As I’ve pointed out in recent posts, I’ve made some changes to my algorithm. One of the big changes I’ve made is that I’ve replaced the number of movies that are “really like” movies with the number of ratings for the movies that are “really like” movies. After doing my decade study based on number of movies, I realized I should have used the number of ratings method to be consistent with my new methodology. Here are the results based on the new methodology:
“Really Like” Decades | ||||||
Based on Number of “Really Like” Ratings | ||||||
As of April 6, 2017 | ||||||
My Rating | ||||||
Really Liked | Didn’t Really Like | Total | “Really Like” Probability | |||
All | 2,323,200,802 | 1,367,262,395 | 3,690,463,197 | |||
2010’s | 168,271,890 | 166,710,270 | 334,982,160 | 57.1% | ||
2000’s | 1,097,605,373 | 888,938,968 | 1,986,544,341 | 56.6% | ||
1990’s | 610,053,403 | 125,896,166 | 735,949,569 | 70.8% | ||
1980’s | 249,296,289 | 111,352,418 | 360,648,707 | 65.3% | ||
1970’s | 85,940,966 | 25,372,041 | 111,313,007 | 67.7% | ||
1960’s | 57,485,708 | 15,856,076 | 73,341,784 | 68.0% | ||
1950’s | 28,157,933 | 23,398,131 | 51,556,064 | 59.5% | ||
1940’s | 17,003,848 | 5,220,590 | 22,224,438 | 67.4% | ||
1930’s | 9,385,392 | 4,517,735 | 13,903,127 | 64.6% |
While the results are different, the big reveal was that 63.0% of the ratings are for “really like” movies and only 55.5% of the number of movies are “really like” movies. It starkly reinforces the impact of the law of large numbers. Movie website indicators of “really like” movies are more reliable when the number of ratings driving those indicators are larger. The following table illustrates this better:
“Really Like” Decades | ||||||
Based on Average Number of “Really Like” Ratings per Movie | ||||||
As of April 6, 2017 | ||||||
My Rating | ||||||
Really Liked | Didn’t Really Like | Total | “Really Like” % Difference | |||
All | 2,096,751.63 | 1,539,709.90 | 1,848,929.46 | 36.2% | ||
2010’s | 725,309.87 | 1,424,874.10 | 959,834.27 | -49.1% | ||
2000’s | 3,023,706.26 | 2,327,065.36 | 2,666,502.47 | 29.9% | ||
1990’s | 3,486,019.45 | 1,678,615.55 | 2,943,798.28 | 107.7% | ||
1980’s | 2,570,064.84 | 1,855,873.63 | 2,297,125.52 | 38.5% | ||
1970’s | 1,534,660.11 | 517,796.76 | 1,060,123.88 | 196.4% | ||
1960’s | 958,095.13 | 288,292.29 | 637,754.64 | 232.3% | ||
1950’s | 552,116.33 | 299,976.04 | 399,659.41 | 84.1% | ||
1940’s | 309,160.87 | 121,409.07 | 226,779.98 | 154.6% | ||
1930’s | 493,968.00 | 155,783.97 | 289,648.48 | 217.1% |
With the exception of the 2010’s, the average number of ratings per movie is larger for the “really like” movies. In fact, they are dramatically different for the decades prior to 2000. My educated guess is that the post-2000 years will end up fitting the pattern of the other decades once those years mature.
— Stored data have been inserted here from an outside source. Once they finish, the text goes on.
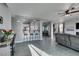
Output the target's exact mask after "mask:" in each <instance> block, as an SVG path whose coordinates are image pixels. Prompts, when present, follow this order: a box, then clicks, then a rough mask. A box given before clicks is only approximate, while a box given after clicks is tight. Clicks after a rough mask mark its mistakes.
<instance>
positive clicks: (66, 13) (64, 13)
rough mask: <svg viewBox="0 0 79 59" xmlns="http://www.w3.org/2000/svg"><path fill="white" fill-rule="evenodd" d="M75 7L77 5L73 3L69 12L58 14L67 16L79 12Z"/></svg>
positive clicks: (61, 12)
mask: <svg viewBox="0 0 79 59" xmlns="http://www.w3.org/2000/svg"><path fill="white" fill-rule="evenodd" d="M74 5H75V3H72V4H71V5H70V7H69V8H68V9H67V10H65V11H64V12H60V13H58V14H59V15H61V16H65V15H70V14H72V13H77V12H79V10H75V9H76V8H75V7H74Z"/></svg>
So what is the significance of this finding. It clearly suggests that waiting to decide whether to see a new movie or not until a sufficient number of ratings come in will produce a more reliable result. The unanswered question is how many ratings is enough.
The finding also reinforces the need to have something like Oscar performance to act as a second measure of quality for movies that will never have “enough” ratings for a reliable result.
Finally, the path from “there to here” is not always found on a map.